Oh, to hell with it. ‘My dad just decided not to launch the prototype at Silverstone.’

‘Why not?’

A tinge of anger fired in his eyes. One that made her feel infinitely better. Even though her bad funk was technically his fault.

Because Finn here had officially earned the title ‘too wild and problematic’ to handle her multimillion-pound prototype. And she was angry. Noooo. She was upset. There—she’d admitted it, and miraculously the sky hadn’t caved in.

‘Doesn’t matter the reason. His decision is final.’

Next year wasn’t so far away. It felt like forever. It wasn’t as if it would never happen. There was really no need for her to be so…devastated. ‘Point is, he has a brunette over there, and I refuse to play nice when I feel—’

‘Like someone peed in your biker boots?’

‘Exactly.’

One side of his mouth kicked up ruefully before his focus drifted to the window, far into the distance, as if he’d virtually left the room.

Angst crawled through her stomach and Serena gnawed her top lip.

Yes, she was crushed, but she could easily have gone to a hotel. It was a convenient excuse and she knew it. Somehow she had to slide him back on track.

Letting go of a long, soft sigh, she sprinkled some candour on her remorse.

If she’d been courageous enough to look into her heart, to face her own fears, she would have accepted that culpability lay with fate. Otherwise she couldn’t possibly have kissed Finn with everything she was. And, if she wanted to be brutally, painfully honest, blaming him had been a grand excuse to hate him even more. Since the moment she’d laid eyes on him he’d stirred a hornets’ nest of inadequacies to sting her pride and spawn desires that defied logic. Reason.

Inadequacies she’d been slammed up against from when she was nine years old—ribbed for being ‘too girly’ to play—and had stolen a pair of blunt scissors to hack off her hair.

Desires she’d always had to force, coerce, to do her bidding. Determined her past would not define her.

Disaster.

Until Finn. Who had never failed to spark every female cell in her body to ignite. The sexual pull of his velvet gaze roving over her when he thought she wasn’t looking jacked her pulse. Made her dream about the firm, sinful stroke of his hands moving over her skin and the hot drive of his tongue between her lips. Then came the heat, spearing through her veins like arrows of fire.

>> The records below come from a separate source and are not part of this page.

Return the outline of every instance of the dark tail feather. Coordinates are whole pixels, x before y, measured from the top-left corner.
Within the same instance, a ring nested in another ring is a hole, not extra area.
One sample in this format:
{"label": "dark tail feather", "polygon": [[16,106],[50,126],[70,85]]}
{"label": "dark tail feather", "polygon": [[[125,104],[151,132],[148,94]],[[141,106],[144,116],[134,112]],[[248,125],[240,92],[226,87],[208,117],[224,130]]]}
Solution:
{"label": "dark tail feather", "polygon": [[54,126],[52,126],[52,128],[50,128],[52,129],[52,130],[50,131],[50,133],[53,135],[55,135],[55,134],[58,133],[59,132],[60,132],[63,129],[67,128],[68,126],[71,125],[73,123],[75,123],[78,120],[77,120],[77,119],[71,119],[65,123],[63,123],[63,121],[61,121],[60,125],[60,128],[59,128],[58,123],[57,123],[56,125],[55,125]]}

She didn’t want her heart to thump when he was near or for weakness to spread through her limbs. He was still a Casanova. A prolific player.

He took a long, sensual pull of water from a tall glass bottle and she watched his smooth jaw work, his sexy throat convulse, and knew this was a stupid, stupid idea. Tough.

‘So, can I stay here?’

‘No!’ he choked. A distressed noise followed by a splutter. A cough. A hard swallow and watering eyes. ‘I don’t do sleepovers.’

Her mouth going slack, she wasn’t sure which to process first. The fact that he didn’t do sleepovers with his women or the fact he thought she wanted to ‘sleep’ with him!

‘I didn’t ask you if you did. I asked you if I could hang out here while you go out and do your Lothario thing.’ Okay, she was digging for info, but right now she didn’t care. ‘You know—borrow your place. Like friends do.’

Wincing inwardly, she hung on his reaction as she played the friend card, unsure if the tight knot in her stomach wanted him to pick it up or discard it.

‘I was planning on staying in most of the night.’

‘Oh.’

Come to think of it, of late there’d been no kiss-and-tell stories. No rumours of orgies or nightclub antics. Half of her gloried in the idea that he was abstaining from his playboy shenanigans and the other half hated the suspicion that he was becoming reclusive, withdrawing from the world even more.